Five ions putatively annotated as carnitines or acylcarnitines were significantly more abundant (4 supported with MS/MS fragment information, and a fifth that was not) after consumption of the basal diet compared to the F&V diet. Further, the 21 putatively annotated carnitines and derivatives, as a group (both those that were significantly different between the diets and those that were not), were significantly more abundant in the basal diet overall. Carnitines serve as shuttles for long-chain fatty acids into the mitochondria for energy production via β-oxidation (25). Higher concentrations of carnitines are found in meat and dairy foods (26). While meat was not a part of our protocol for either diet, dairy products were fed on the basal diet in place of soy given on the F&V diet, and may partly explain the higher excretion of carnitines.

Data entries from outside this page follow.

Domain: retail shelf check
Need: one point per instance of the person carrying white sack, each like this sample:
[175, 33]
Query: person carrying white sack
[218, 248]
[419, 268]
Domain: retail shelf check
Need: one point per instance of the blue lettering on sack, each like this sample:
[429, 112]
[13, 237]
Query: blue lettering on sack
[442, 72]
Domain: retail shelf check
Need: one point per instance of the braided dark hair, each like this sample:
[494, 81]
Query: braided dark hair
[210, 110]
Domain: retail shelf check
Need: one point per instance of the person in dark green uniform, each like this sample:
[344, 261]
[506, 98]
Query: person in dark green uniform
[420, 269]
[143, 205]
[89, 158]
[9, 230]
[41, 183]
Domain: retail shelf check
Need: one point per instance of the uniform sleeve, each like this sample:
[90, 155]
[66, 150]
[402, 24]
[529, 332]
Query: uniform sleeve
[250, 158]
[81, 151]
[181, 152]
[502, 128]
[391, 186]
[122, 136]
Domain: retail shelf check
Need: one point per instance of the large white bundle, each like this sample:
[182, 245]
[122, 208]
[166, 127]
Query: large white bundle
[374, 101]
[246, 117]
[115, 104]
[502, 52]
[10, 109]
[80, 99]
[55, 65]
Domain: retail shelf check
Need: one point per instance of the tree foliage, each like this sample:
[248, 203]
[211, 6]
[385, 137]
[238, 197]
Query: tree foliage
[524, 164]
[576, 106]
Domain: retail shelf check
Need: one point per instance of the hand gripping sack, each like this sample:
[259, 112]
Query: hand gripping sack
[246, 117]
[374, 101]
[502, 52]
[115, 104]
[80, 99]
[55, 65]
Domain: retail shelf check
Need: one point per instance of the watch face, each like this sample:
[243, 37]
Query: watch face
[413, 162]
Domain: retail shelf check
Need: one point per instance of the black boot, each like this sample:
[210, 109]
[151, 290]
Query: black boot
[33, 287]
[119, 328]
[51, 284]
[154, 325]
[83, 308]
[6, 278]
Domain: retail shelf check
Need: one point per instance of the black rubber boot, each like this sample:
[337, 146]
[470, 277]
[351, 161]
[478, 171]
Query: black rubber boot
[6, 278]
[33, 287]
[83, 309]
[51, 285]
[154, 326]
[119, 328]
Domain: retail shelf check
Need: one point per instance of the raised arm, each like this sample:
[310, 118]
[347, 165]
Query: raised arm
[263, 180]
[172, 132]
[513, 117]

Carnitines also prevent potentially toxic accumulation of fatty acyl moieties by removing these metabolites from the mitochondria, followed by urinary excretion as carnitine conjugates (25;27). The higher relative abundance of acylcarnitines may be in response to a buildup of acyl-Coenzyme A (CoA) intermediates and incomplete oxidation of fatty acids. Whereas long-chain acylcarnitines transport fatty acids into the mitochondria, short- to medium-chain acylcarnitines move acyl groups out of the cell (27). Strikingly, all but 1 of the 17 acylcarnitines observed in higher relative concentrations after consumption of the basal diet were short and medium-chain species, suggesting an increase in energy production via β-oxidation and, thus, an accumulation of acyl-group byproducts. Several amino acids and their derivatives, as well as TCA cycle substrates and intermediates, were also observed in higher abundance after consumption of the basal diet. The greater accumulation of these metabolites coupled with the acylcarnitines suggests that there may be a shift in energy metabolism toward β-oxidation, and potentially an overall reduction of energy production via the TCA cycle with consumption of a diet devoid of fruit and vegetables compared to a diet high in these plant foods. The remainder of urinary metabolites that were relatively more abundant after consumption of the basal diet does not appear to reflect perturbation of any particular pathways.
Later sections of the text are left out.